Picking only one Ozu film to showcase is no easy feat, but it’s hard to ignore one renowned masterpiece: Tokyo Story (1953). The plot of this simple film is simple enough: Grandparents leave their tiny town to visit their children and grandchildren in bustling postwar Tokyo, but the busy lives these families lead swirl around the grandparents. As Shukishi, the grandfather, and his wife Tomi visit one child (and family) after another, it becomes clear to them that they welcome, but in the way. They decide to visit a resort, and on the way back to Tokyo, Tomi falls ill and dies. The family gathers for a funeral … and that’s it.
But plot isn’t the point in an Ozu movie. As the grandparents visit each child, we are given subtle insights into the dynamics and emotions that shaped these people over time, room by room, child by child, family by family. No huge arguments take place; no great calamities transpire. Ozu’s camera rarely moves, allowing facial expressions, dialogue, and the movement of people in and of rooms to reveal the real story of joy and disappointment, longing and satisfaction, that belongs to time and memory. Poignant moments abound, but they are never telegraphed; they sneak up and settle in beside you.

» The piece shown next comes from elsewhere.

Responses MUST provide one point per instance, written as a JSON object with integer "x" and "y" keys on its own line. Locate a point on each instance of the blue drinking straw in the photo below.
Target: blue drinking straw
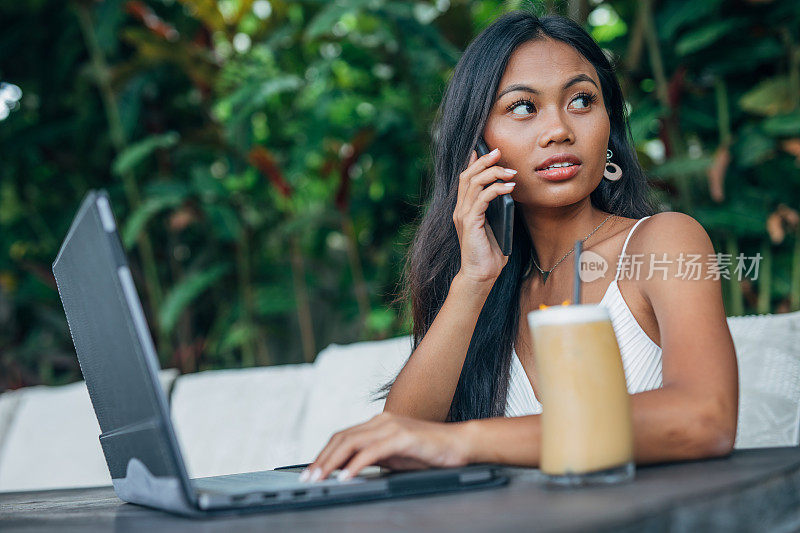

It’s fairly clear, early on, that Ozu wants us to get a sense of where we are in these homes. His camera follows one daughter through her home as she takes care of household chores, completing a circle as she winds up in the room she began in. He does this not with a hand-held camera, but with a series of jump cuts from room to room, tracking her progress as a series of moving snapshots. In these rooms we will get to know this family and experience their interactions as they share meals, tea, conversation, and a past that frequently finds a way to make itself known.In one scene, grandpa Shukishi tosses a few back at a local pub with old friends as they share memories and news of family and friends. The conversation seems small and familiar, but it is laced with emotion, unpunctuated with musical flourishes or close-ups. No actor dominates (an Ozu trademark); each is an important part of the scene, and people we haven’t met until now reveal in small bits of conversation their frustrations at time’s passing by, and everything that goes with it. As Shukishi drunkenly shuffles home, we gain a new insight: Shige, one of his daughters, notes with sympathy toward her mother that her father’s current state is painfully familiar. Just one line, mind you; yet it says so much by what isn’t said, by what Ozu shows us in the brief expression that passes over Shige’s face.
To be sure, these adult children are selfish to a great extent. The multigenerational family dwellings that were so much a part of Japan’s heritage as a nation of families and clans is beginning to dwindle in the face of the nation’s rapid modernization; Tokyo’s demanding pace as a global metropolis is stretching the bonds of family thinner and thinner, albeit subtly, such that only visitors—such as the grandparents—can perceive it accurately. Yet Ozu doesn’t parse blame here; this isn’t a case of the young abandoning the old, but of a family battling a tendency toward abandoning each other that stretches back through their past together.
Part of Ozu’s magic is to show us the shades of difference in how these adult children, and in turn their children, understand that past, the present it informs, and the future that all glimpse only in shadows of suggestion, noting the passage of time each step of the way.
Even the film’s title hints at the commonality of these experiences to families everywhere. Interestingly, Ozu’s films did not catch on internationally until years later, as distributors feared they were “too Japanese”—unlike the films of Kurosawa and Mizoguchi, among other Japanese directors who found international success. Once his films began gathering critical plaudits, though, they built momentum quickly. To this day, Ozu has some of the most devoted and passionate fans of any director (much as Bresson and Tarkovsky do, among others).
To be sure, Tokyo Story (and Ozu’s other films from this postwar period) are not for everyone. Patience is required; these aren’t plot-drive films, but living portraits of very real people with very real flaws, who nonetheless find ways to carry on as they build their legacies against time’s passage. Throughout this film, though, the emotional impact is undeniable; Ozu lures us in to this family and their homes by blending us into the flow of each scene. Some may well find this boring, and that’s understandable. For the rest of us, Tokyo Story is both a landscape and portrait of the heart, and its power to stir emotions is absolutely magical, something no explanation could possibly convey. And that’s why you need to see for yourself.